“We’ve not been here long,” Captain Monmouth went on, “and we know very few people. Of course we could easily know the wrong sort but that’s dangerous. To-night one of the most popular and influential men in the country is coming.”

Captain Monmouth had no time to mention his name for Madame de Beaulieu came in. It was the first time Trent had met her face to face since that night at the Guestwick’s. He was not without a certain nervousness. Looking at himself in the mirror he seemed so much the product of peroxide that it must easily be recognized. But Madame de Beaulieu gave him the most cursory of glances. There was a certain nervousness about her and Monmouth which had little enough to do with him.

This visit of the influential neighbor plainly was what concerned them. Trent assumed, shrewdly enough, that they were trying, for reasons of their own, to break into the wealthy hunting set and had not found it easy.

Madame de Beaulieu was beautifully gowned. She looked to be a woman of thirty, whereas when he had first seen her she looked no more than two and twenty. She carried herself splendidly. Her French accent was marked. In the police court she spoke as the English do. When the little bent, gray-ringletted but distinguished aunt came in, he could not recognize her at all. Assuredly he had stumbled upon as high class band of crooks as had ever bothered police. He could sense that they regarded him as a necessary nuisance whose five hundred dollars a week helped the household expenses. And he knew, instinctively, that Captain Monmouth and Edward Conway would plan to get some of the millions he was supposed to have.

Trent’s Swedish accent was copied faithfully from his janitor who had been of a superior class in his own country before he had fallen to furnace tending. He did not overdo it. To those listening, he appeared anxious to overcome his accent and lapsed into it only occasionally.

Trent heard Monmouth tell Madame de Beaulieu that Lindholm’s dress was terrible and that by God’s grace their measurements were identical or they would have been disgraced by a guest in a frock coat. He spoke in rapid French and in an undertone but Trent’s ears were sharp and had ere this warned him of danger where another man would have heard nothing.

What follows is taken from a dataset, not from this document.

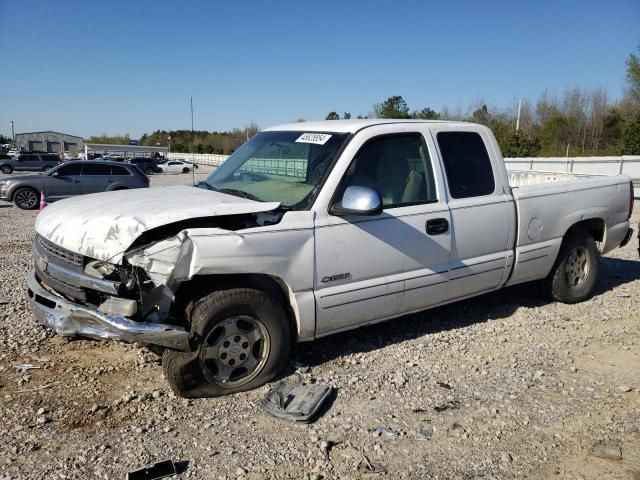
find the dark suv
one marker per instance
(30, 162)
(147, 164)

The guest of honor was no less than Conington Warren. He was ripely affable. He had come to this dinner more to report on the behavior of the strangers occupying Elm Lodge than anything else. A bachelor may sit at a table—or a divorced man—where the married man cannot go. At the Mineola Show Madame de Beaulieu had made a good impression on the women but they were not sure of her. They had found that Captain Monmouth was indeed the second son of Sir John Monmouth, Bart, and formerly an officer of Lancers. He had wasted his money at the race track and the gaming table; but then that was not wholly frowned upon by the young bloods of American society.

Trent could see that Warren was impressed. There was an air of breeding about his hostess and host he had not thought to see. The dinner was good enough to win his distinguished commendation. He unbent so far as to question Mr. Lindholm about political conditions in his native state. He congratulated Madame de Beaulieu on the single string of exquisite pearls that were about her white throat. And well he might. Cartier had charged Peter Chalmers Rosewarne a pretty penny for them not so long ago.

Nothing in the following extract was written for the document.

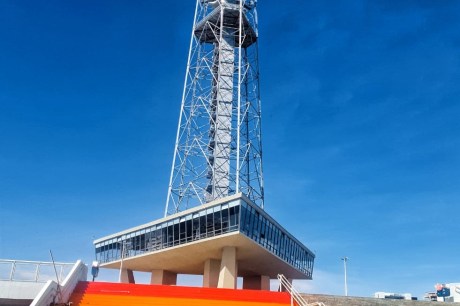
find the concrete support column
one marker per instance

Had he but known it he would have been even more interested in the ring which Oscar Lindholm wore. It was a plain gold band in which a single ruby blazed. He had never worn it till now. He felt Lindholm might easily allow himself the luxuries of which Anthony Trent was denied. The stone had adorned a stick pin which Conington Warren once loved and lost.

Monmouth’s knowledge of horses commended itself to the owner of thoroughbreds. Two men such as these could not play a part where horses were concerned. Conington Warren remembered seeing Monmouth win that greatest of all steeplechases the Grand National. A camaraderie was instantly established. It was a triumphant night. Undoubtedly the household at Elm Lodge would be accepted.